Language is a system of systems. And there is a certain pleasure in figuring out how the language system works. Take Syntax for example. There is something ludic about the very act of parsing. You try to chunk its functionality into smaller and smaller pieces. And then, at the very bottom, you will find this distinctive unit with a definite function. It’s like a puzzle to which you know there must be a solution. And then when you find it, there’s a great feeling of instant power and gratification. Once you’ve started doing it, it’s very, very addictive!

Be curious!

Always ask the question “why”? Assume that there’s more to everything than meets the eye. Start small. Why is it that learners learn but lawyers don't law, and ladders don't lad? If the plural of mouse is mice, why isn't the plural of grouse grice? More intriguingly, why do roosters crow so differently in different languages? “Ò-ó-o” in Vietnamese, “kokekokkō” in Japanese, and “cock-a-doodle-doo” in English! Do animals really speak different languages in various parts of the world? Talking about speaking animals, comes to mind the European fairy tale Cinderella. How is the name translated into Vietnamese? “Cô tro bếp” in the north, and “Cô bé lọ lem” in the south? What accounts for the different translations? What impact do they have on the readers/ listeners? By the way, do you know that thousands of variants of this folk tale are known throughout the world, among which is our Vietnamese “Tam Cam”? These are interesting issues you could delve into when studying literature, culture and translation.

If you get into the habit of asking “why”, you will start to identify problems automatically. And don’t forget to be scientifically skeptical.  Not cynical , but critical. Don’t always take things at face value. However good something appears, there may still be some flaws –and there is always room for improvement. Scientifically credulous dummies are known to have hindered the progress of humanities for ages!

Be inspired!

I consider it a privilege to be living in the age of the Internet and the advent of such wonderful social networks as Facebook and Twitter. In my schooldays, from textbooks, I got to know the great Leonardo da Vinci, the multitalented Mikhail Vasilyevich Lomonosov, and the eminent physicist Lev Landau, whose lives and works have always been sources of inspiration for me. Nowadays, thanks to the Internet, I can always “follow” my idols –modern-day Renaissance genii, such as Bill Gates and the departed Steve Jobs, Alicia Keys  and the late Leonard Cohen. By some queer magic, I “have met” some of these most incredible people, and we have been “connected”. How can they be so talented, so philanthropic? Where do they draw their inspiration from, and how do they maintain such a formidable array of interests and passions? I am just humbly happy that among the over seven billion people currently living on earth, there exist such amazing people –certainly more than “a few good men”, embodying human virtues, who always try to make a difference! And I have never ceased to be mesmerized by their achievements! You too, choose your hero of the day!

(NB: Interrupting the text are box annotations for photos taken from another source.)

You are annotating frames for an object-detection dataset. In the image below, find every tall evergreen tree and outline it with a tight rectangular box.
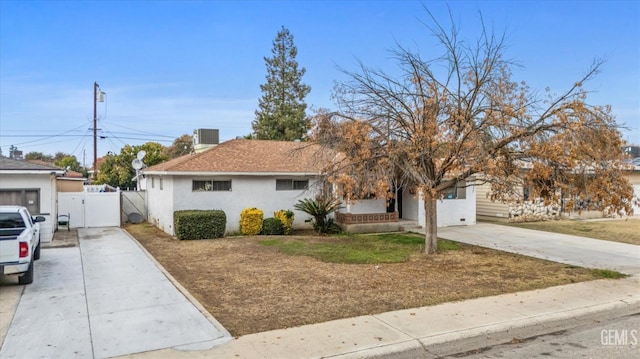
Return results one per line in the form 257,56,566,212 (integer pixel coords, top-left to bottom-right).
252,26,311,141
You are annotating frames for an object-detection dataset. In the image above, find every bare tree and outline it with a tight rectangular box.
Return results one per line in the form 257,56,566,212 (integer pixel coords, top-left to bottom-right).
312,11,632,254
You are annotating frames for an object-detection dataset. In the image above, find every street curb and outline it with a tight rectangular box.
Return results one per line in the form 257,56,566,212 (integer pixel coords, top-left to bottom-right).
336,295,640,359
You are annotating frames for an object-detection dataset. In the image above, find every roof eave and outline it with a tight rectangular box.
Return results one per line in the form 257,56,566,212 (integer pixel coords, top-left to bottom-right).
143,171,320,176
0,169,64,175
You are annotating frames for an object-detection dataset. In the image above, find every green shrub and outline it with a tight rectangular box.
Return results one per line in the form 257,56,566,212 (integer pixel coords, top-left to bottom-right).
240,207,264,236
173,210,227,240
262,217,284,236
293,197,342,234
273,209,295,234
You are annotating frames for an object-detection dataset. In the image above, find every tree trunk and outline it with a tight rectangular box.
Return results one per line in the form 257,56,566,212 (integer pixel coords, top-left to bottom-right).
424,191,438,254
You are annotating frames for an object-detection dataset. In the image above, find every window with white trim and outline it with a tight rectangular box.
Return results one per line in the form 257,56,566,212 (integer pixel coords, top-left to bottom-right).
276,179,309,191
440,182,467,199
0,188,41,215
191,180,231,192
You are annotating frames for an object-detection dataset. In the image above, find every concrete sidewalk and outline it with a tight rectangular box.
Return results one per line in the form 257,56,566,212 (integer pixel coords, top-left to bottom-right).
121,277,640,359
0,228,231,358
5,224,640,359
121,224,640,359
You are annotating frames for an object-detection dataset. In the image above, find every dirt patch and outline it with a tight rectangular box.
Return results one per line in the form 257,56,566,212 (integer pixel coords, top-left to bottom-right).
124,224,596,336
509,217,640,245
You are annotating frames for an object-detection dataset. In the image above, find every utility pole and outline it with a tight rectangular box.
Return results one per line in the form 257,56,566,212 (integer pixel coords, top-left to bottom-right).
93,82,98,180
93,82,104,180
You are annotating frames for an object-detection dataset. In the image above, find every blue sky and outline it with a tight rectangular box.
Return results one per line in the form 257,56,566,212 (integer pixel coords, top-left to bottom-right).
0,0,640,165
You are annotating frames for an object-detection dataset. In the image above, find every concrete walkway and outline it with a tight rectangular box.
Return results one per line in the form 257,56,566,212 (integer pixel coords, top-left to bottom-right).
436,223,640,274
0,228,231,358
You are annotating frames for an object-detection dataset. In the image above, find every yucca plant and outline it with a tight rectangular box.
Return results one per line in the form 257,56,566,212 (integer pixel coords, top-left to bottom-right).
293,197,342,234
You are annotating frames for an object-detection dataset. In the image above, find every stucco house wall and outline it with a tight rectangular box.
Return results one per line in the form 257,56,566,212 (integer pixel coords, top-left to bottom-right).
341,186,476,227
0,173,58,242
147,175,315,235
146,176,174,235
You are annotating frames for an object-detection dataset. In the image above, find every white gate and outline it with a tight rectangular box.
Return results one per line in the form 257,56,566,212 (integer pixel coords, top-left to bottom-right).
58,192,120,228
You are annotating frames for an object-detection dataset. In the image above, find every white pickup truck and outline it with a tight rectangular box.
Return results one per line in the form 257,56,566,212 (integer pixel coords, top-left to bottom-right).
0,206,45,284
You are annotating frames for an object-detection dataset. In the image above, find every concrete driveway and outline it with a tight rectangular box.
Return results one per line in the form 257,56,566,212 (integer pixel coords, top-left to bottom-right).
438,223,640,275
0,228,231,358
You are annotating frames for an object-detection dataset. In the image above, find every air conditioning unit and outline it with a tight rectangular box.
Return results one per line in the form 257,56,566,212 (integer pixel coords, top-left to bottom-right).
193,128,220,145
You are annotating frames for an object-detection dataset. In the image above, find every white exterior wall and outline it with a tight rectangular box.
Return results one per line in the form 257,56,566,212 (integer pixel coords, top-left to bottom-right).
342,199,387,214
633,184,640,216
0,173,58,242
402,191,424,221
418,186,476,227
147,176,315,235
147,176,174,235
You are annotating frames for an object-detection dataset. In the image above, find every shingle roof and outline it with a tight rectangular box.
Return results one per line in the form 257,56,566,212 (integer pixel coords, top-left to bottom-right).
144,139,333,173
27,160,84,178
0,157,62,172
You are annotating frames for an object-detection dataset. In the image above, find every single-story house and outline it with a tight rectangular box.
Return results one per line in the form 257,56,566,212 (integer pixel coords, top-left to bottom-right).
142,139,326,235
142,139,476,235
336,178,476,232
27,160,87,193
0,157,64,242
476,165,640,219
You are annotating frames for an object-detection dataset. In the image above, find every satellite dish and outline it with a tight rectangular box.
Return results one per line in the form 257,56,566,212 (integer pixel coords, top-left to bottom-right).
131,158,144,170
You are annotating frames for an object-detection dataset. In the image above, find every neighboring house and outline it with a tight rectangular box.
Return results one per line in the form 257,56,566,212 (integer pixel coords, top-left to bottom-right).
142,139,331,235
27,160,87,192
476,165,640,219
628,165,640,216
0,157,64,242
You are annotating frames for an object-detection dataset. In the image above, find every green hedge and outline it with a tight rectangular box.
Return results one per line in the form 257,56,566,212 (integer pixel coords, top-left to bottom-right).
173,209,227,240
262,217,284,236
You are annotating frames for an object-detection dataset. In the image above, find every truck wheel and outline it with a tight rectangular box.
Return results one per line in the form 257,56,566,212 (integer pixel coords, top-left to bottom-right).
18,261,33,284
33,242,40,260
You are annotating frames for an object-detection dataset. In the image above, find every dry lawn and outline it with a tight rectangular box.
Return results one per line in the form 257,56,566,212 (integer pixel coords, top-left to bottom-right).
125,224,608,336
510,217,640,245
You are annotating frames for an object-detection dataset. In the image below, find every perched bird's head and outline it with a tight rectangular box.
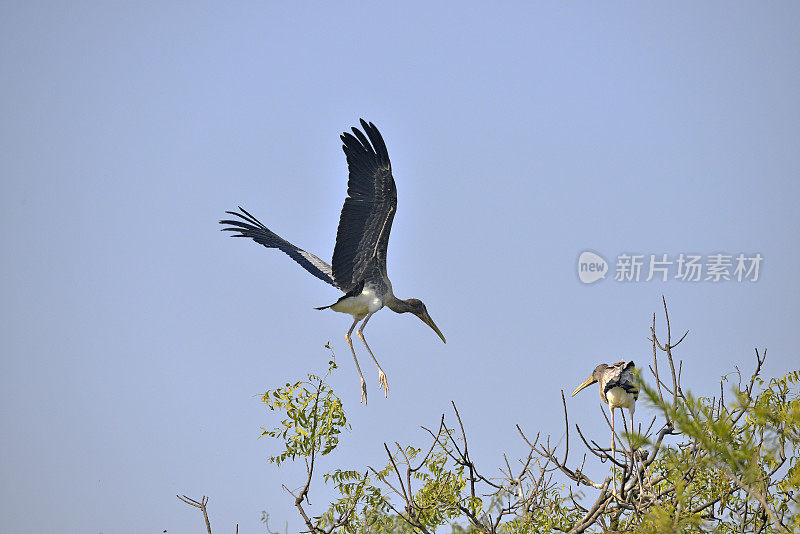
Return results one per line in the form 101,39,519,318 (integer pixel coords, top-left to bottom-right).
572,363,608,397
406,299,447,343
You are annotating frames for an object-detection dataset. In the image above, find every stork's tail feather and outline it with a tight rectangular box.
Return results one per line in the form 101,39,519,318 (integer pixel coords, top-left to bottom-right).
219,206,339,288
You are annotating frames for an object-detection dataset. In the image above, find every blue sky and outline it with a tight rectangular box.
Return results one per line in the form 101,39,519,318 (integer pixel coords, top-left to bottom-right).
0,2,800,533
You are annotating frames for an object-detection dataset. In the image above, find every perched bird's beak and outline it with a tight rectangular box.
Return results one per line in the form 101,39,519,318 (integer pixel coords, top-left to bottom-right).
572,376,597,397
417,310,447,343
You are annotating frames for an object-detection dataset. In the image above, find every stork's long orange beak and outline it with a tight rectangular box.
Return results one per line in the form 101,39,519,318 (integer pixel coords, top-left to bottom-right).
572,376,597,397
417,310,447,344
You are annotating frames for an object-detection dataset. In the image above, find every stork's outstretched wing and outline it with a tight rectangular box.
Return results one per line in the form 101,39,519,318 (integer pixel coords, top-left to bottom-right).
603,361,639,399
331,119,397,291
220,206,339,287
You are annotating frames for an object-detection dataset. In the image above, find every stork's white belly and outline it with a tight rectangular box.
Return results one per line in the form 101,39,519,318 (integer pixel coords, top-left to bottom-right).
331,287,383,318
606,387,636,411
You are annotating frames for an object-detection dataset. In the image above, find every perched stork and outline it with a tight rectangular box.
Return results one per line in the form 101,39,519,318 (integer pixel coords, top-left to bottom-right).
220,119,446,404
572,361,639,476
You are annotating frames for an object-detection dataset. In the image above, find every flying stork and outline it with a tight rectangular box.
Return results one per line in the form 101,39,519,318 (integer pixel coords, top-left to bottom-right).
220,119,446,404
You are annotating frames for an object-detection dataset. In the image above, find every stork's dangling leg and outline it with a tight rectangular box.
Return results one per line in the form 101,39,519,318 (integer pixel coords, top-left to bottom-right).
611,407,625,495
357,312,389,399
344,319,367,404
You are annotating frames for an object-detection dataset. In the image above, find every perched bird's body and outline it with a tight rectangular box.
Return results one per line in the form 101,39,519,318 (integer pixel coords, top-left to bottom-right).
572,361,639,490
220,120,445,402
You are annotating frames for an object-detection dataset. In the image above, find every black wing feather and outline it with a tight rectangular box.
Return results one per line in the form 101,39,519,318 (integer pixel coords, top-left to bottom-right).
219,206,339,288
603,361,639,399
331,119,397,291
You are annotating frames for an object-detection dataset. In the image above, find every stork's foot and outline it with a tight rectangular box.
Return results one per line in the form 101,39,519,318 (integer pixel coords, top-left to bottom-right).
378,369,389,399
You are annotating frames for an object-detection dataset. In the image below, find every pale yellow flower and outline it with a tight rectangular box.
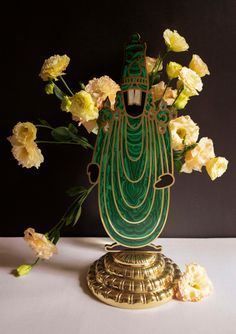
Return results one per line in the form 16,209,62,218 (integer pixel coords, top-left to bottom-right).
166,61,182,79
206,157,229,181
85,75,120,110
152,81,177,105
7,122,44,168
10,122,37,145
39,55,70,81
189,55,210,77
169,116,199,150
163,29,189,52
24,228,57,260
145,56,163,74
181,137,215,173
178,66,203,96
9,139,44,168
176,263,213,302
69,90,98,123
174,90,189,110
16,264,32,276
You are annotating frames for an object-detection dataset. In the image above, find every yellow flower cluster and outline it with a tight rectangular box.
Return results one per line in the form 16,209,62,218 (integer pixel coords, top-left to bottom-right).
176,263,213,302
169,116,199,151
39,55,70,81
8,122,44,168
24,228,57,260
169,115,228,180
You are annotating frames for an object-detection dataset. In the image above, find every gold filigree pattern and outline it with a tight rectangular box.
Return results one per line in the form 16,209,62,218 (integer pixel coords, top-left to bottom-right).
87,250,181,309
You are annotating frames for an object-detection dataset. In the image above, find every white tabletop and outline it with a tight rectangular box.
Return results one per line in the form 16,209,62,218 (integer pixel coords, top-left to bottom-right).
0,238,236,334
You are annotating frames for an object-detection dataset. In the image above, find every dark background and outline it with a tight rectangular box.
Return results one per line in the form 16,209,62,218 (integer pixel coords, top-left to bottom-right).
0,0,236,237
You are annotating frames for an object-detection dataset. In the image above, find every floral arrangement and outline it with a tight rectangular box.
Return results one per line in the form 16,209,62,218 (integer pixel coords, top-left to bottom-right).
8,29,228,301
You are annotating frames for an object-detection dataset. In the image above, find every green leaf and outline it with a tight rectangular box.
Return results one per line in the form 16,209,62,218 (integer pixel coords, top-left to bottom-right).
68,123,78,135
175,160,183,172
51,126,71,142
66,186,87,197
76,136,93,149
38,118,51,127
54,84,66,100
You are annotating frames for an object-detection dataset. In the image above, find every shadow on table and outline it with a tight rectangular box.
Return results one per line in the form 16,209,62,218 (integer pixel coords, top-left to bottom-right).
63,237,107,251
0,245,28,268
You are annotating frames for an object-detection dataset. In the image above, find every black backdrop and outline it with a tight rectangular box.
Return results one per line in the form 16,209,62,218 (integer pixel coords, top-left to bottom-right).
0,0,236,237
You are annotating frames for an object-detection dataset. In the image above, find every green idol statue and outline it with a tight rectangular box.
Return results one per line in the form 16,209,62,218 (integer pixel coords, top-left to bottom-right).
88,34,175,250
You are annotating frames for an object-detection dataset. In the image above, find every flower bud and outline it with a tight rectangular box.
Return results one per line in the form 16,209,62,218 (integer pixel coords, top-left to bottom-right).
166,61,182,79
61,96,72,112
45,82,55,95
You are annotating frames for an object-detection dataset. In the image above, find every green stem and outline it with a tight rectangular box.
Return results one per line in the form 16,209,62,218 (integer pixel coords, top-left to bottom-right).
35,140,84,145
46,184,96,236
152,50,169,73
161,79,172,99
59,75,74,95
35,140,94,150
35,124,53,130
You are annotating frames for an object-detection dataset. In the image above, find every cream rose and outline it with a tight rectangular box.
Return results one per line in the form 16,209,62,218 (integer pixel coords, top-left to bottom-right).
163,29,189,52
145,56,163,74
178,66,203,96
206,157,229,181
189,55,210,77
13,122,37,145
181,137,215,173
166,61,182,79
39,55,70,81
24,228,57,260
169,116,199,150
69,90,98,123
12,142,44,168
174,90,189,110
85,75,120,109
7,122,44,168
176,263,213,302
151,81,177,105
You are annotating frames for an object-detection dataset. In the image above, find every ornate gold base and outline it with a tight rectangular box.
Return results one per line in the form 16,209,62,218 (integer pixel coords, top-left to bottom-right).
87,250,181,309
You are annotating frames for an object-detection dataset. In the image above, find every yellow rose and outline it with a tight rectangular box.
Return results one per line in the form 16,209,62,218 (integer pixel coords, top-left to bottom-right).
146,56,163,74
24,228,57,260
39,55,70,81
85,75,120,110
176,263,213,302
174,90,189,110
45,82,55,95
152,81,177,105
10,122,37,145
178,66,203,96
169,116,199,151
70,90,98,123
166,61,182,79
9,139,44,168
189,55,210,77
181,137,215,173
16,264,32,276
206,157,229,181
163,29,189,52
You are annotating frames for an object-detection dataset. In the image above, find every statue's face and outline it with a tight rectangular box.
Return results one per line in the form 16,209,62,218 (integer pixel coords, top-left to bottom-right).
123,89,146,116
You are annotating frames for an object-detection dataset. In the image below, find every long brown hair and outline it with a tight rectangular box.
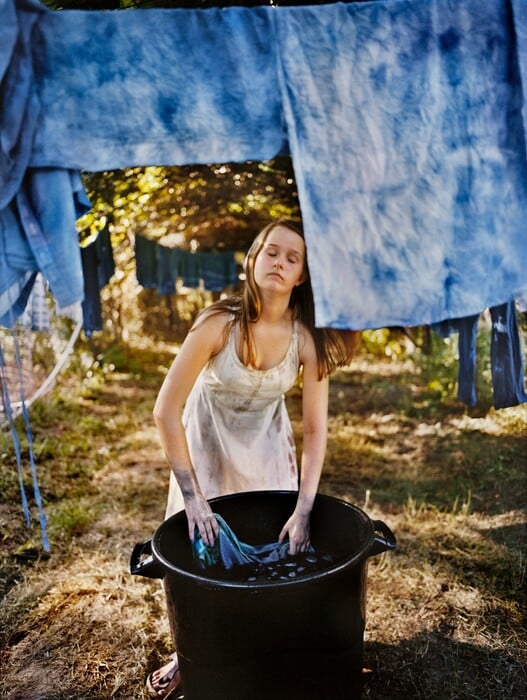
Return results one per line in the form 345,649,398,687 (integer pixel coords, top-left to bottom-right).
192,219,359,379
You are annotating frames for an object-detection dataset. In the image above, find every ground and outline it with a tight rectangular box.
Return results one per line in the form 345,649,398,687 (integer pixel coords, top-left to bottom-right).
0,351,527,700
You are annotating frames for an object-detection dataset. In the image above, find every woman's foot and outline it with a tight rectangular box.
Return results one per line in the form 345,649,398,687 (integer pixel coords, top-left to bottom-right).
146,653,181,698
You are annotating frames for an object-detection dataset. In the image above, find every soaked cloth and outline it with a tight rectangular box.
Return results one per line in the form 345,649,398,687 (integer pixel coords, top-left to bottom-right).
0,0,527,329
192,513,289,569
0,168,91,327
166,324,299,517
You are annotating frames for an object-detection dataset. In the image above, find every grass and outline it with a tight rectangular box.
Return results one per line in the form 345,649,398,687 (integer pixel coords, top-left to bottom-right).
0,338,527,700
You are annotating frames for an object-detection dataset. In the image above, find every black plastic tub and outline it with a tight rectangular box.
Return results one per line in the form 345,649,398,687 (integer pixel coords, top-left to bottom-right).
131,491,396,700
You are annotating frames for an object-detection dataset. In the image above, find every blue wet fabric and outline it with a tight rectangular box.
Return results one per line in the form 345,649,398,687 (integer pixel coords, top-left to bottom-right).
192,513,289,569
0,0,527,328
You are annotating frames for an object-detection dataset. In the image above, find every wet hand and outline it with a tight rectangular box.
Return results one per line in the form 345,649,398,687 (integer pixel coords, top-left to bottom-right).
278,512,311,555
185,496,219,546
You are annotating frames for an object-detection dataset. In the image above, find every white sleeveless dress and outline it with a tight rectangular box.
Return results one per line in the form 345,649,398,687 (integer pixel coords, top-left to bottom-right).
166,322,299,517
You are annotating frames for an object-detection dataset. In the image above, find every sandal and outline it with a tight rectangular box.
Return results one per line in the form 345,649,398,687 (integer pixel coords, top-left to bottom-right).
146,654,182,698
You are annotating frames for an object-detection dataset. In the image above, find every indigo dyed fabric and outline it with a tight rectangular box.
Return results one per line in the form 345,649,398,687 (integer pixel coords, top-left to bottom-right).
192,513,302,569
0,0,527,329
0,168,91,327
32,2,284,171
0,0,44,210
490,301,527,408
272,0,527,328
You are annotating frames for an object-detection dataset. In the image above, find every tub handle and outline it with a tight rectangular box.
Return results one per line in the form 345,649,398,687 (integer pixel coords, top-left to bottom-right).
130,540,165,578
368,520,397,557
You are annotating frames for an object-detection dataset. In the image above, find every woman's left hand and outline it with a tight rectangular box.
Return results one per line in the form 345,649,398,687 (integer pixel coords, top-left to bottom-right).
278,511,311,554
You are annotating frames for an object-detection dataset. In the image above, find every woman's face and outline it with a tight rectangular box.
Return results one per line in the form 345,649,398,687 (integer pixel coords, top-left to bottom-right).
254,225,306,294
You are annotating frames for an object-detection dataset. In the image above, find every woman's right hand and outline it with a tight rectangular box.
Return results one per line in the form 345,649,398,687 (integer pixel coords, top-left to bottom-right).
185,494,219,546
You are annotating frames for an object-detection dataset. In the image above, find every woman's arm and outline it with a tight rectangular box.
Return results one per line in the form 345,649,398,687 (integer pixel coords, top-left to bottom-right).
279,332,329,554
154,314,228,544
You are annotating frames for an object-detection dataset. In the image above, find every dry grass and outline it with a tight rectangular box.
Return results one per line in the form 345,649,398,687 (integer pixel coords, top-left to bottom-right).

Let’s now apply all three of our Be- maxims in practice. Have a look at these verses by Abraham Cowley, in which the poet wished for a solitary retreat.

“May I a small house and large garden have;
And a few friends,
And many books, both true.”

What do you find peculiar about this stanza in terms of grammar, prosody? What effect did the writer achieve by using pairs of antonyms “small – large”, “a few – many”? What is his mood? Semantically, are there any figures of speech? Syntactically, how many sentences are there in the above verses? Can you draw the phrase markers for it/them?

Well, as they say, “a journey of a thousand steps begins with one”. So, isn’t it high time you took the first step and changed your mindset? Rather than harbour your insatiable hunger for good marks, why not nurture an unquenchable thirst for knowledge?